With the acquisition, HelloFresh expects to offer its customers more choices, but it's not the only meal kit service with specialty offerings. Sun Basket uses organic and sustainable ingredients, as well as offering vegetarian and gluten-free meals; PeachDish offers Southern cuisine; and Terra's Kitchen offers a Mediterranean diet.
Furthermore, Green Chef is a high-priced service. Where most meal kits cost around $50 to $60 for three meals a week for two people, Green Chef is upward of $80 per week. Meal kit delivery is a finite market that is already overcrowded. Beyond the individual kit companies, supermarket chains are offering their own versions, which makes Blue Apron's decision to put its kits on store shelves a smart move.

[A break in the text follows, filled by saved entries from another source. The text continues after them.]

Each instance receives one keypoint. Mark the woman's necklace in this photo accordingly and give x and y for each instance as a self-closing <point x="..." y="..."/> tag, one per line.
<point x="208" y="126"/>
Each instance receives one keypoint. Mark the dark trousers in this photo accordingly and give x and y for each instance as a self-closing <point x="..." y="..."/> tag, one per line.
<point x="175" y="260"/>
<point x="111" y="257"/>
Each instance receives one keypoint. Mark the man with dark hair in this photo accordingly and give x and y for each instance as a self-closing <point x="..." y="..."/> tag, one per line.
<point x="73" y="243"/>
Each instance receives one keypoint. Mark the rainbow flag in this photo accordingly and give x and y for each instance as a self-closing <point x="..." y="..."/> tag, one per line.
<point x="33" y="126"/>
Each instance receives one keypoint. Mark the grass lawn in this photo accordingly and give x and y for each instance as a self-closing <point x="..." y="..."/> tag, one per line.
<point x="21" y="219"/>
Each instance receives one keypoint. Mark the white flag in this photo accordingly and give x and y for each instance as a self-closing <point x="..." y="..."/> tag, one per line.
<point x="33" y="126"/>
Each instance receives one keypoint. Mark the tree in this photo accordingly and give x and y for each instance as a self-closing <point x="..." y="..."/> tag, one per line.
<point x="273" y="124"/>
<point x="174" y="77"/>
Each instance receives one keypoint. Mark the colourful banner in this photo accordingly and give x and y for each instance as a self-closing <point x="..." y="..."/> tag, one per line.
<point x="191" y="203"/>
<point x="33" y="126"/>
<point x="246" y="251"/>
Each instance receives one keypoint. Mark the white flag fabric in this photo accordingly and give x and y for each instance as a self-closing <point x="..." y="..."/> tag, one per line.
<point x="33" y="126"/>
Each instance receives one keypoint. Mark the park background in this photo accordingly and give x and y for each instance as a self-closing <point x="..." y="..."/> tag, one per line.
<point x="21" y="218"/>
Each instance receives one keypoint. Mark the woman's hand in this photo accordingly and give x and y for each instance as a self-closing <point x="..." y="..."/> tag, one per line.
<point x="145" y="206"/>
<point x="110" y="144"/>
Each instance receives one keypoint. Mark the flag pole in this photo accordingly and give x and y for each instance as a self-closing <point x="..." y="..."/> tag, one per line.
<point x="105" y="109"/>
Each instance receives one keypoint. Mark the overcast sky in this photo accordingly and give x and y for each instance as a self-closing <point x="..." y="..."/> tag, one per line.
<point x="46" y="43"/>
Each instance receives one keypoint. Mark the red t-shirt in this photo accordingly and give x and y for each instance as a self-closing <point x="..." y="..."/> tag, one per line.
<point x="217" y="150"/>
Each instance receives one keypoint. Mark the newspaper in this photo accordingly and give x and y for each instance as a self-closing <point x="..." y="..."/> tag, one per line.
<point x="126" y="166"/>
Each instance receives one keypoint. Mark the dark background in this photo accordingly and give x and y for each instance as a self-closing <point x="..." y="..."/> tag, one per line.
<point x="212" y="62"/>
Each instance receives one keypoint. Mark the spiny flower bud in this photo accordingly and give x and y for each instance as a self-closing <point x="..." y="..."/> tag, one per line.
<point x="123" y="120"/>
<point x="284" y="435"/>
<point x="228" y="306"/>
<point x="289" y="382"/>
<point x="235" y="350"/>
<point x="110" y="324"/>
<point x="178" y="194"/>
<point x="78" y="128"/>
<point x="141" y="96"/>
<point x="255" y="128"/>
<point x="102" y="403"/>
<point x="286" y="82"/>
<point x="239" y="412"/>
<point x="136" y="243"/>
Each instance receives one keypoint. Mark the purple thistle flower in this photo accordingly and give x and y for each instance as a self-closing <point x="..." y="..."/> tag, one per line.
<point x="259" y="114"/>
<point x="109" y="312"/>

On a global basis, HelloFresh looks like a healthier company than Blue Apron, but the U.S. is a tough market. Pursuing more expensive kit options, rather than making its offerings more broadly available to more customers, could backfire. And because its data is more opaque than Blue Apron's, it's harder to tell just how well it's really doing.
That doesn't mean I'd bet on Blue Apron to win in the U.S. It just means I don't think HelloFresh is a shoo-in to overtake it.